Haiti suspends fuel price increase after violent protests erupt
The now-suspended decision to raise prices was part of an agreement with the International Monetary Fund, which requires the country to enact a range of austerity measures
Haiti’s Prime Minister Jack Guy Lafontant announced the suspension “until further notice” of a fuel price increase that triggered violent protests and left at least seven dead in the Caribbean nation.
The about-face came hours Saturday after Lafontant made an impassioned televised appeal for patience, and tried to convince people of the need to raise prices.
The capital Port-au-Prince and its environs had stood paralysed since Friday afternoon, with major routes blocked by barricades, some made of burning tyres, and some protesters even calling for a revolution in the impoverished country.
Just before the suspension was announced, the leader of Haiti’s lower house of parliament had threatened a government takeover if the fuel price increases were not reversed.
They had only been announced on Friday, while many Haitians were engrossed in a World Cup soccer match.
“If there is no response within two hours, the government will be considered as having resigned” and the legislature will take charge, Gary Bodeau, the president of the Chamber of Deputies, said.
Lafontant then announced suspension of the price hikes on Twitter, writing that “violence and democracy are fundamentally incompatible.”
The seven casualties were reported following looting in the capital, the HPN news agency said. Police also spoke of casualties but did not mention any figures.
Similar angry protests broke out in Cap-Haitien, the second-largest city, as well as in the communes of Les Cayes, Jacmel and Petit-Goave.
The troubles were sparked by a government announcement that fuel prices would rise by 38 per cent, diesel by 47 per cent and kerosene by 51 per cent starting this weekend.
Protests prompted several major airlines, including American, Air France, Delta, Jet Blue and Copa, to cancel flights to Port-au-Prince.
Haiti is still recovering from Hurricane Matthew which struck in 2016. Almost 40,000 people remain in makeshift camps after an earthquake killed more than 200,000 people eight years ago, and thousands of others have died from a years-long cholera epidemic.

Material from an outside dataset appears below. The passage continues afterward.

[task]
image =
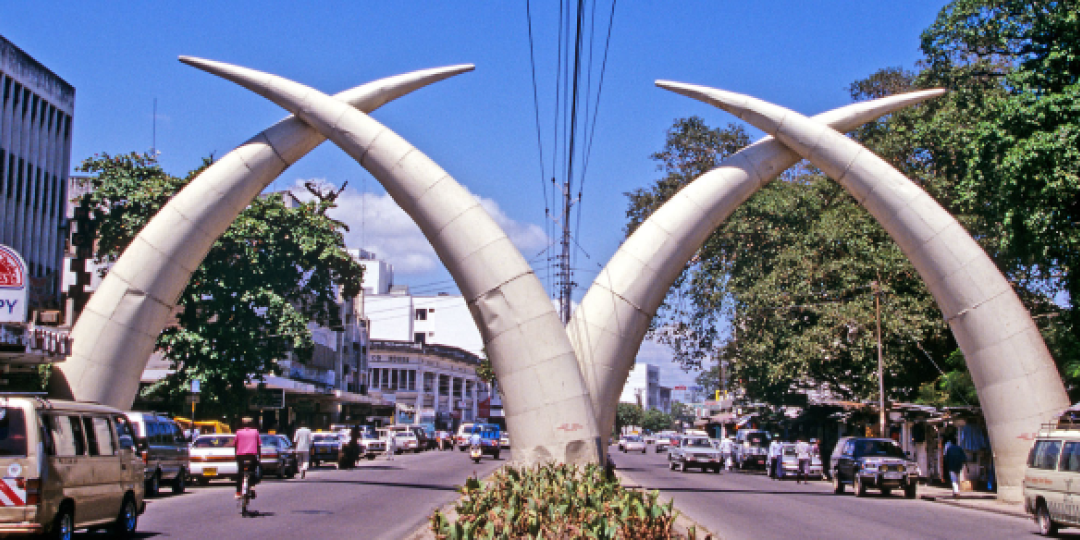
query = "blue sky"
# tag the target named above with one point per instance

A framework signed in February between the International Monetary Fund (IMF) and Haiti implied the ending of subsidies for petroleum products, which are a major source of the budget deficit.

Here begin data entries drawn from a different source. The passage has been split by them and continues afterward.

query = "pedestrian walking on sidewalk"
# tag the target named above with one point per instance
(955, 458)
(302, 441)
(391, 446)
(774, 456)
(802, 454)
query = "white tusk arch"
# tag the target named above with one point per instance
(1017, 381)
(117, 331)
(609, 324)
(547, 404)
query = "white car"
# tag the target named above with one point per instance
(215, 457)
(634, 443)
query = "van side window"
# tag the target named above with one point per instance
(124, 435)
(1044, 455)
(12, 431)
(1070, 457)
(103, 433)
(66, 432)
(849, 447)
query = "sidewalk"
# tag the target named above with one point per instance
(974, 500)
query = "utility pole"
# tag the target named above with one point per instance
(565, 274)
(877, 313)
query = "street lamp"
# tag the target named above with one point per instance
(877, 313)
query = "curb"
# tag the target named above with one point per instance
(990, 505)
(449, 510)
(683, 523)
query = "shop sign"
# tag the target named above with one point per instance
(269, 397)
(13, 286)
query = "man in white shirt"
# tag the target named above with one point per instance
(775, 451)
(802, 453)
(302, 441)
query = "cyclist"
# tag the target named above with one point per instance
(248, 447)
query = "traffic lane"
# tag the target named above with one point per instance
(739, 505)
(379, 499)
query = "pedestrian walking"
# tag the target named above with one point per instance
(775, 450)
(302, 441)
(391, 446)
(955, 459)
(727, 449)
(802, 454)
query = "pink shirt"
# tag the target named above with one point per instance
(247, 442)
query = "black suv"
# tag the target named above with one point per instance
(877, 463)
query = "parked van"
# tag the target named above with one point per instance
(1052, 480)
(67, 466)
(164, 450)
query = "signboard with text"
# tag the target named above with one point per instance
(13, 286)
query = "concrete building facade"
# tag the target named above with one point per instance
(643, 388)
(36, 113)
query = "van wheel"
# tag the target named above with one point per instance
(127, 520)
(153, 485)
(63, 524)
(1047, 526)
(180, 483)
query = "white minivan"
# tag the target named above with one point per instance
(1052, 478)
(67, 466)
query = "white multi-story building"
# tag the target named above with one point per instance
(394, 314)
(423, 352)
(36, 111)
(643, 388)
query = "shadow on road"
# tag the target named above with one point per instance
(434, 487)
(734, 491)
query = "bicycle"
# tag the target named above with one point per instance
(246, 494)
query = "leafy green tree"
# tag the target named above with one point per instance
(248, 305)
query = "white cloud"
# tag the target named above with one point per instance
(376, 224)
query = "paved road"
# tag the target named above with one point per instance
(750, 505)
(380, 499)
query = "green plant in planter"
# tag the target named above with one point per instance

But subsidies also help make fuel affordable in the Western Hemisphere’s poorest country, where most people live in extreme poverty, joblessness is widespread and the inflation rate has exceeded 13 per cent for the past three years.

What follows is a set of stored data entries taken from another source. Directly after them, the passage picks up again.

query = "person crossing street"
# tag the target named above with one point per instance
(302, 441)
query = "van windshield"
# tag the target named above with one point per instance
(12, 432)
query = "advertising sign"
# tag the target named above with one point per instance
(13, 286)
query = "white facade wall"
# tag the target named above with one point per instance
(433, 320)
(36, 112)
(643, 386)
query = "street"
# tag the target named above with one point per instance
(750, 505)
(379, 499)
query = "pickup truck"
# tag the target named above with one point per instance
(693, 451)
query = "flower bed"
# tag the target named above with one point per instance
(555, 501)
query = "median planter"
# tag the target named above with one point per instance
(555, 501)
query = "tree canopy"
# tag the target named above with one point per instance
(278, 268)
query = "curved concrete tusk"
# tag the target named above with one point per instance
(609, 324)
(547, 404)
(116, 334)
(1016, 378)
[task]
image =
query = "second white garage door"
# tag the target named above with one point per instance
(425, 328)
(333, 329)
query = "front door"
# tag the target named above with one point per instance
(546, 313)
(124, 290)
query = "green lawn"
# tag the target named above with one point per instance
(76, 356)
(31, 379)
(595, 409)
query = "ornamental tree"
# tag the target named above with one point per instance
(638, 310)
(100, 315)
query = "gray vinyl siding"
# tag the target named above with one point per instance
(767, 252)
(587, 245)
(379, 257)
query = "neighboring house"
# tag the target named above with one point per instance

Arguing in support of the higher fuel prices earlier in the day, Lafontant said that between 2010 and 2018, government fuel subsidies had cost US$1 billion – an amount, he said, that “could have allowed us to build many kilometres of highway … many classrooms … many health clinics.”
Government officials also complain that the country has for years effectively been subsidising people in the neighbouring Dominican Republic who drive across the border to take advantage of Haiti’s lower fuel prices.